Juiz que fechou o Instituto Lula foi afastado da operação Zelotes por ajudar sonegadores

quarta-feira 10 de maio| Edição do dia

Em decisão dada dia 5 e divulgada ontem, a um dia do julgamento de Lula em Curitiba, o juiz da 10ª Vara Federal de Brasília Ricardo Leite ordenou o fechamento do Instituto Lula, no Ipiranga, em São Paulo (saiba mais).

Frente a essa medida, bem como as proibições de manifestação e de acampamentos em Curitiba, Diana Assunção, dirigente do MRT e editora do Esquerda Diário escreveu um artigo chamando a repudiar fortemente esse autoritarismo que pode ser usado contra os trabalhadores em luta contra Temer e as reformas. Leia aqui o editorial: No Brasil da Greve Geral, Justiça proíbe manifestações em Curitiba e reforça medidas autoritárias}.

A declaração para o fechamento do Instituto é um claro exemplo de "nenhuma prova, mas muita convicção", o que por si só já evidencia o caráter parcial do juiz que a emitiu. No entanto, a situação se aprofunda ainda mais ao olharmos para seu histórico.
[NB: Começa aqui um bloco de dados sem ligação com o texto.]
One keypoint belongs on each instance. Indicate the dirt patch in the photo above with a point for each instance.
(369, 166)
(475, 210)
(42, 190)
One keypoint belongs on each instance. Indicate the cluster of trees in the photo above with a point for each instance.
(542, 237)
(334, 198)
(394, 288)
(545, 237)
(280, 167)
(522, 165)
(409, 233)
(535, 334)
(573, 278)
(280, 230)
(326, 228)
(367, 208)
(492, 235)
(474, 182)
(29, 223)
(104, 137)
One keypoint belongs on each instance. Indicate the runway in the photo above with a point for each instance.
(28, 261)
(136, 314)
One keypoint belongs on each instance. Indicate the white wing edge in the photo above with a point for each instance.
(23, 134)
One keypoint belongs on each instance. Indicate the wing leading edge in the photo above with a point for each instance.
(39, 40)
Ricardo Leite comandou a 10ª Vara Federal durante anos. Essa vara é especializada em julgar casos de lavagem de dinheiro e sonegação de impostos por parte das grandes empresas.

Sua atuação lenta foi essencial para congelar entre 2010 e 2012 a operação “Vampiro” e impedir que os cofres públicos recuperassem dinheiro que havia sido enviado para contas na Suíça pelos réus naquele processo.
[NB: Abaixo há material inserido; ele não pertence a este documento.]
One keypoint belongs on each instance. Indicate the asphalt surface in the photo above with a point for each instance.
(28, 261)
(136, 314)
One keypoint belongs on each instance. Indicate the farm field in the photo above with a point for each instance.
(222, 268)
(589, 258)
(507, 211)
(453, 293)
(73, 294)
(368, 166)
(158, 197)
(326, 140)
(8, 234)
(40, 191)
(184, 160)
Em 2015, Ricardo Leite foi afastado da condução da operação Zelotes. Essa operação da Polícia Federal tinha como objetivo investigar casos de sonegação de impostos e de corrupção dentro do Ministério da Fazenda. Ele era o juiz responsável por emitir mandados para essa operação,. Só que não estava fazendo nada disso, emperrando a apuração e permitindo que milionários sonegadores de impostos continuassem impunes.

Com seu afastamento, saiu dos holofotes da mídia, passando a julgar apenas casos menos conhecidos, e não se sabe exatamente o dano que pode ter causado.

Pode-se dizer que o nome de Ricardo Leite, apesar de pouco conhecido, está por trás de boa parte da impunidade dos corruptos no Brasil. Frederico Paiva, procurador que investigava casos de corrupção como os da Zelotes chegou a afirmar em 2015: "Ele [o juiz] tem um histórico de acúmulo de processos, um comportamento que chama atenção e deveria ser examinado de perto".

Novamente dizemos, nenhuma confiança no judiciário, que é tão ou mais sujo que aqueles que julga. Lula e o PT escolheu governar reproduzindo todos os mais corruptos métodos dos partidos capitalistas do país, agora a justiça e a mídia tomam por alvo não em um suposto combate à corrupção mas para generalizar medidas repressivas contra os trabalhadores. O juiz que mandou fechar o Instituto Lula é a expressão viva de um judiciário que salva sonegadores milionários e ao mesmo tempo toma medidas autoritárias.